The influence of the Lightweight mutation on ethanol preference and consumption was also investigated on a B6D2 F1 hybrid genetic background. In general, ethanol consumption was much lower on this genetic background versus C57BL/6J (Figure S3). Significant increases in both preference and consumption were observed at the 6% and 10% ethanol concentrations (P<0.01, post hoc Tukey test). When the congenic Control/+ mice were tested on a B6D2 F1 genetic background, no alterations were observed in ethanol preference or consumption (Figure S3).
It appears, however, that differences in saccharin preference and total fluid consumption may influence voluntary ethanol consumption on this background. One should note that B6D2 F1 Lwt/+ mice consume more water ad libitum than +/+ animals (P = 0.025, Mann-Whitney Rank Sum Test). While Lwt/+ mice did not exhibit alterations in preference for either 0.03% or 0.06% saccharin or quinine-containing solutions, they did exhibit increased consumption of saccharin relative to +/+ animals (Figure S4). This result is reflected in a greater total fluid consumption (water+saccharin solution) in Lwt/+ mice relative to +/+ animals (Figure S4). Because saccharin preference is very high in both genotypes (nearing 100%), it is possible that this ceiling may mask a difference in saccharin preference. For this reason, the taste preference test was repeated on a separate set of B6D2 animals using a lower saccharin concentration (0.015%) from which an increased saccharin preference was observed in Lwt/+ mice relative to +/+ animals (P<0.001, post hoc Tukey test) (Figure S4). We also observed increased total fluid consumption (water + quinine solution) in Lwt/+ animals. In contrast, there were no significant differences in taste sensitivity or in total fluid consumption in Control/+ B6D2 F1 animals (D.J.S., data not shown). Together, these data suggest that while ethanol preference and consumption are indeed increased in Lwt/+ mice on a B6D2 background, both increased fluid consumption and a higher propensity to prefer saccharin may contribute to this phenotype.

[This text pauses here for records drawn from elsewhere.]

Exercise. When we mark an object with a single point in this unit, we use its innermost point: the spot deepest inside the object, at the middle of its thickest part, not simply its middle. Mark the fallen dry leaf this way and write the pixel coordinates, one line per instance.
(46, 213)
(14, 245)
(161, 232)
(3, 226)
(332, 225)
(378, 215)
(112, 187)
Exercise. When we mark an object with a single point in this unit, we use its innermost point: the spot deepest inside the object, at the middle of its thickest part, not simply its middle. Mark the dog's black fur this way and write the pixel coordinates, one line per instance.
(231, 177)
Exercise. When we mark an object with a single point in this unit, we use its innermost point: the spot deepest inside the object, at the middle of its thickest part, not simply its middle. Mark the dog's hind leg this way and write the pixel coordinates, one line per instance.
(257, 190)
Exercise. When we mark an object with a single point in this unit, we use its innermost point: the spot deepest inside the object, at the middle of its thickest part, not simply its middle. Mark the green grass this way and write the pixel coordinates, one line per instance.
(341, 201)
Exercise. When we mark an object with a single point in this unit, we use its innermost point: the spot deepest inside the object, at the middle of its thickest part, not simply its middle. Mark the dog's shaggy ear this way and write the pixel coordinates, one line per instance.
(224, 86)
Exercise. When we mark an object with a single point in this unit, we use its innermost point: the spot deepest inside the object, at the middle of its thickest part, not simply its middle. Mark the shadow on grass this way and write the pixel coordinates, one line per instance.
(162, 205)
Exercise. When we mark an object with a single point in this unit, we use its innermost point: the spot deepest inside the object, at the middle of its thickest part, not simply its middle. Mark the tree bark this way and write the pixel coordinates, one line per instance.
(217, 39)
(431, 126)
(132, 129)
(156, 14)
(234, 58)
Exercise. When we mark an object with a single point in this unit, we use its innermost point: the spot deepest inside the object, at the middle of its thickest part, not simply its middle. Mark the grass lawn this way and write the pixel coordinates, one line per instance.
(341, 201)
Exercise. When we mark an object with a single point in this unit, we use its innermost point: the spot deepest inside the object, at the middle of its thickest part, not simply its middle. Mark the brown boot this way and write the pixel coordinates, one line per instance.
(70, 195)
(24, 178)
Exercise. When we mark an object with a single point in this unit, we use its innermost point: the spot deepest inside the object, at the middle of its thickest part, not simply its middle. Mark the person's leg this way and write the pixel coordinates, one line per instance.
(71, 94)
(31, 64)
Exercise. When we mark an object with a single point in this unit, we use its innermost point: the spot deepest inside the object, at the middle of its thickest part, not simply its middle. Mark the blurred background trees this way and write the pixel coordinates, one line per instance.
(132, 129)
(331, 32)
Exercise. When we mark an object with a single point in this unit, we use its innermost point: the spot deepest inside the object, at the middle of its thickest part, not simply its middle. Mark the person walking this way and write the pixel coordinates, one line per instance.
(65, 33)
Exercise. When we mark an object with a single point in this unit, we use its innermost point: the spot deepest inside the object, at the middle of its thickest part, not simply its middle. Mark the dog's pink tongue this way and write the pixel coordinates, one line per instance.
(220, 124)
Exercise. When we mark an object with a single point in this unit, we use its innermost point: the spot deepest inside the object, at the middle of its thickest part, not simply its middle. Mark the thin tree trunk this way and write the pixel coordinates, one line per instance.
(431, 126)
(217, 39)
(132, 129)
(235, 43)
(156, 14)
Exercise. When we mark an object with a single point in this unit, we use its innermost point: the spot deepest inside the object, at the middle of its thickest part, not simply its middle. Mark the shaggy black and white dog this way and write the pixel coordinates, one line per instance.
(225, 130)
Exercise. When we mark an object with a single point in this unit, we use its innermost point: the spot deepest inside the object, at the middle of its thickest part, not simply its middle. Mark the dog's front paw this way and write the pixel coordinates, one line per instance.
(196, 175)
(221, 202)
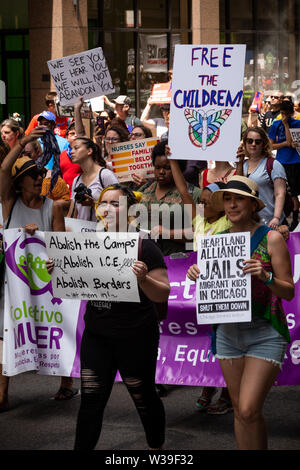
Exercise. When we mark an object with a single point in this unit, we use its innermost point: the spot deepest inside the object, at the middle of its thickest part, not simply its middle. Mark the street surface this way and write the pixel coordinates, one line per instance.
(36, 422)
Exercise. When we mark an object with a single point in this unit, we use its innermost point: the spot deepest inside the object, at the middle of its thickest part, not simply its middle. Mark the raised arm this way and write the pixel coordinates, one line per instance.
(79, 127)
(181, 183)
(7, 193)
(155, 283)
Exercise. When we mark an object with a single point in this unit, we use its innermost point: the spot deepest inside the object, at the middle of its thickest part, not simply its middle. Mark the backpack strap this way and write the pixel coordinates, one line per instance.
(10, 214)
(258, 235)
(100, 177)
(269, 167)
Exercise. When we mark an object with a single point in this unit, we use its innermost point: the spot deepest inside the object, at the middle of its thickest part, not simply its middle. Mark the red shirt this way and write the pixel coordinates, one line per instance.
(69, 170)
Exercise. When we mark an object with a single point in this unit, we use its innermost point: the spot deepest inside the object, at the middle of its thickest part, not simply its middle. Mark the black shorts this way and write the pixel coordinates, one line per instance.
(293, 177)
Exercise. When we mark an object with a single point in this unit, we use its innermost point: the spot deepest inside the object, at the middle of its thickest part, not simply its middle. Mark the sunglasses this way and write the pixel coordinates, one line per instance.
(111, 139)
(137, 134)
(257, 141)
(34, 173)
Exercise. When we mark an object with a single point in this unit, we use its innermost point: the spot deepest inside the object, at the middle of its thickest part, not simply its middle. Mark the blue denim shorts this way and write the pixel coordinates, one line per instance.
(257, 338)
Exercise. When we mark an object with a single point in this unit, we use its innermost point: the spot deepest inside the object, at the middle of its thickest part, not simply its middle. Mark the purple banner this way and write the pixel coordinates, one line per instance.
(184, 356)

Lastly, the propensity of Lwt/+ mice to express a conditioned place preference (CPP) to ethanol (1.75g/kg, i.p.) was assessed. Wild-type animals showed a robust place preference (P<0.001, Wilcoxon signed rank test), while Lwt/+ mice develop a significant place preference (P = 0.032, Wilcoxon signed rank test) (Figure 9). There is not a significant difference between the two genotypes in time spent on the ethanol-conditioned side (P = 0.0818, Mann-Whitney test) (Figure 9), although there is a trend towards greater ethanol CPP in wild type animals. We tested 11 animals per genotype; it is possible that by testing larger numbers of animals, we would detect a significant difference between Lwt/+ and +/+ animals.

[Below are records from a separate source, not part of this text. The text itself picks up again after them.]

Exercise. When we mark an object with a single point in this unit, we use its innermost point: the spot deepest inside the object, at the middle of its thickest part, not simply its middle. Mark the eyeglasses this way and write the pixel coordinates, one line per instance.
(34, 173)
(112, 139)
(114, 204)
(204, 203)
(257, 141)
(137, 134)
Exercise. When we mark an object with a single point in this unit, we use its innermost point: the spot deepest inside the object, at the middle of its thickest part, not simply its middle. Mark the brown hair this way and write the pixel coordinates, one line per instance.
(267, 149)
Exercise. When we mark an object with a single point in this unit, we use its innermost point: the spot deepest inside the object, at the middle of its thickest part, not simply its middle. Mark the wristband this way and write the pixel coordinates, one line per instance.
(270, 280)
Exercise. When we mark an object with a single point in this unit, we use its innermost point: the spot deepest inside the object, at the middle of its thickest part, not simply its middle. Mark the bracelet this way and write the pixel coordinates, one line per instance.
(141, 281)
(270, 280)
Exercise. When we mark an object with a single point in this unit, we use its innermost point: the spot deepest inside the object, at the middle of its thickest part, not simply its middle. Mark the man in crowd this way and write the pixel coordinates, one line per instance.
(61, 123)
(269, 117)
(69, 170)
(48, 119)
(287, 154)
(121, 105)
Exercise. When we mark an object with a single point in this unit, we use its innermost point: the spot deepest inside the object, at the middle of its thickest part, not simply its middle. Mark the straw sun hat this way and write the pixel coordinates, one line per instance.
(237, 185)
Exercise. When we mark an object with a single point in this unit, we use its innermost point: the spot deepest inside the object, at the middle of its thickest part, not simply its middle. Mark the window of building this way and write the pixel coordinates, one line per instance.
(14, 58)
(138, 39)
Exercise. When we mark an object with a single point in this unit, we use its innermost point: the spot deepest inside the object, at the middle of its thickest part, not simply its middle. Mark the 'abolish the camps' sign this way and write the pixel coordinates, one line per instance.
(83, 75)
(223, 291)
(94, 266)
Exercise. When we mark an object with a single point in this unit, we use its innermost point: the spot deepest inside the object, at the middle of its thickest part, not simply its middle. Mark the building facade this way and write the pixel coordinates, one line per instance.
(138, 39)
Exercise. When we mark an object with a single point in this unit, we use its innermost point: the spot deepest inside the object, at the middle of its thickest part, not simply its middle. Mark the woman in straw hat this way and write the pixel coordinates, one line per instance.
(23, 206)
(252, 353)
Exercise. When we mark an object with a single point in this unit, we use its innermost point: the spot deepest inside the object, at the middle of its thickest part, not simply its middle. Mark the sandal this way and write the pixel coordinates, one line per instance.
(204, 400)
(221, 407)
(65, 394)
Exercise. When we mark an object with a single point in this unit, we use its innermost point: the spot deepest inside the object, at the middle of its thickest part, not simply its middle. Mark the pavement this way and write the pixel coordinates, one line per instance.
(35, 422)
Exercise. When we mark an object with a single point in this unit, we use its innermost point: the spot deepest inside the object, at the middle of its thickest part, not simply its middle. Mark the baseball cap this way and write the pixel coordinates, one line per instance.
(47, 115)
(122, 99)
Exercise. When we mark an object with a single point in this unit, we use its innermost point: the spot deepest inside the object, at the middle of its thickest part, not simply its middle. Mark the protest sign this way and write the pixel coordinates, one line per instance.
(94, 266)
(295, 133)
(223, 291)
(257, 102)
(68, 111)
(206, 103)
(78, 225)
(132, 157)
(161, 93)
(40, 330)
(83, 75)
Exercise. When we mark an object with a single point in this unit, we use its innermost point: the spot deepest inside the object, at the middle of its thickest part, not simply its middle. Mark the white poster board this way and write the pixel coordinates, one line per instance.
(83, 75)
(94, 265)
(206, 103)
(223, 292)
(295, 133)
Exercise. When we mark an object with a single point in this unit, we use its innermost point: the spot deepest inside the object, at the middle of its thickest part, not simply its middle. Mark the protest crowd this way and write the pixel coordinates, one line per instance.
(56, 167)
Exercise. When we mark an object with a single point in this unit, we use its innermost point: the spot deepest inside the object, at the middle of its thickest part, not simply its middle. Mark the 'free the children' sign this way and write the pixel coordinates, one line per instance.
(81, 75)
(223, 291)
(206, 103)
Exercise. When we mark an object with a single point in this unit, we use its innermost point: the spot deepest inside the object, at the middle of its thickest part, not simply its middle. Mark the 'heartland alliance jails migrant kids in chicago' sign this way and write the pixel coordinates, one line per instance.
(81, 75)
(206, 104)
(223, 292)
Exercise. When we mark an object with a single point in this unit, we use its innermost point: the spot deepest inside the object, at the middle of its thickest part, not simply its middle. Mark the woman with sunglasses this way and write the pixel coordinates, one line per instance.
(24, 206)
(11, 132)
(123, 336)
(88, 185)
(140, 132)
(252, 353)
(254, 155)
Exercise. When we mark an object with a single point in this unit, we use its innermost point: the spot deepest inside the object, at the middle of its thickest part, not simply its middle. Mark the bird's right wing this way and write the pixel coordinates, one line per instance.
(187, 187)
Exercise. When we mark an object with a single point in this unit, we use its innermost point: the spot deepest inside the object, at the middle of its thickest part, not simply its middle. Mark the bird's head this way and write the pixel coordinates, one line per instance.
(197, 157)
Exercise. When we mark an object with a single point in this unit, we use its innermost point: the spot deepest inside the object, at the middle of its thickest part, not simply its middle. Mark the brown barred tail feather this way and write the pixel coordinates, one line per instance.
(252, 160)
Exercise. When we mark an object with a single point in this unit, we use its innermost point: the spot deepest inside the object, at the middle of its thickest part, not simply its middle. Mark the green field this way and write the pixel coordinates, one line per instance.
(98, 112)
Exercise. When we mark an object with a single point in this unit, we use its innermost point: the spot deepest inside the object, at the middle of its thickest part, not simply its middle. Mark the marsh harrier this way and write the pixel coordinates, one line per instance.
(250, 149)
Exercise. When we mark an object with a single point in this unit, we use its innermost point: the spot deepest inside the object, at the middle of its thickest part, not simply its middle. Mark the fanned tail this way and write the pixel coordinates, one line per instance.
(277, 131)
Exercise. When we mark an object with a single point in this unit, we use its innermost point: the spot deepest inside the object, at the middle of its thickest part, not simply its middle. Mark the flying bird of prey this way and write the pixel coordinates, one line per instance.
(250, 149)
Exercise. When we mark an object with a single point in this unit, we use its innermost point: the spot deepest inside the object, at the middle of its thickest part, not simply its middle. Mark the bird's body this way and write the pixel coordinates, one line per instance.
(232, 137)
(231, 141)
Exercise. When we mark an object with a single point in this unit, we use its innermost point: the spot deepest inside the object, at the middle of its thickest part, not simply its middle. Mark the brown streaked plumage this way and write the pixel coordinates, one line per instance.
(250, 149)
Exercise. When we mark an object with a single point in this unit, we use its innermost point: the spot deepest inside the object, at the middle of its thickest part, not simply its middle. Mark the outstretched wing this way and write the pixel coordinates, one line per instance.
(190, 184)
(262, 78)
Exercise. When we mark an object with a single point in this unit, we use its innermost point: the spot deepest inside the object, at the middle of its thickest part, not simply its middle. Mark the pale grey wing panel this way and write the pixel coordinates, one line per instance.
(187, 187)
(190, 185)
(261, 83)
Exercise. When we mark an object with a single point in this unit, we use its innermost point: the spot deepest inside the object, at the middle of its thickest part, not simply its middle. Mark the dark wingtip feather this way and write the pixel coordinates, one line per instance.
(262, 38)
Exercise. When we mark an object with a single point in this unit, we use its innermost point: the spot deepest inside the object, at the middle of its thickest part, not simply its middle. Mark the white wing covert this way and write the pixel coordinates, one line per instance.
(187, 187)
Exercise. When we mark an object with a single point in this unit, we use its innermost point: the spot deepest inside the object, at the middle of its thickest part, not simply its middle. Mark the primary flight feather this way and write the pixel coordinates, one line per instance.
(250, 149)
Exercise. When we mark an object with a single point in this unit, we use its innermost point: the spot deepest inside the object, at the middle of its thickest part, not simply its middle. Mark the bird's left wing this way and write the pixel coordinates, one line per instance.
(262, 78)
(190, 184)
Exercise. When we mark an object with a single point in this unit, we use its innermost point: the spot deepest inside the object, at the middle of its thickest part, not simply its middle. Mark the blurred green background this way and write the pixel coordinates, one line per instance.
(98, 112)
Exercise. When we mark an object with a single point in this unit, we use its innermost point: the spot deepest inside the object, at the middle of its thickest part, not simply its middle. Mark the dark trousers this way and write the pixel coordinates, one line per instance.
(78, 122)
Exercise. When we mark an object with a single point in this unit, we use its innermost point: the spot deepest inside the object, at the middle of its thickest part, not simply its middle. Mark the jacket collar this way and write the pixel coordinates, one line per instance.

Hypersensitivity to ethanol in C. elegans unc-79, unc-80, and nca-1;nca-2 double mutants suggests a conserved role of these genes in ethanol-related behaviors
Our observations in Lwt/+ mice led us to revisit the possibility that C. elegans unc-79 mutants were also hypersensitive to acute ethanol exposure. A previous study reported that unc-79 mutants were modestly resistant to ethanol-induced immobility in liquid media [6]. They also reported no alteration in sensitivity to ethanol in unc-80 mutants [6]. In contrast, we observed a pronounced hypersensitivity to ethanol in unc-79, unc-80, and nca-1;nca-2 double mutants when compared to wild-type N2 animals (Figure 10).
Discussion
We have identified and cloned a point mutation in the mouse homolog of the unc-79 gene, to which the allele name Lightweight was assigned due to the resultant phenotypic traits. The Lightweight mutation creates a premature stop codon in the middle of the unc-79 protein. We introgressed a ∼1.4 Mb region surrounding the Lightweight mutation fully onto the C57BL/6J genetic background. Lwt/Lwt homozogotes are born at the expected Mendelian ratios and appear normal at birth, but survive a maximum of two days, similar to what has been reported for a knockout allele of this gene [29]. Although Lightweight heterozygotes exhibit a normal birthweight, soon thereafter and as adults, body weight is significantly less than their wild-type littermates. In addition, Lightweight heterozygotes have increased lean tissue and reduced body fat in comparison to wild-type littermates. Furthermore, Lightweight heterozygotes consume more food on a B6 background and more water on a B6D2 F1 background. Together, these results suggest a higher metabolic rate, increased protein turnover, or differences in energy usage.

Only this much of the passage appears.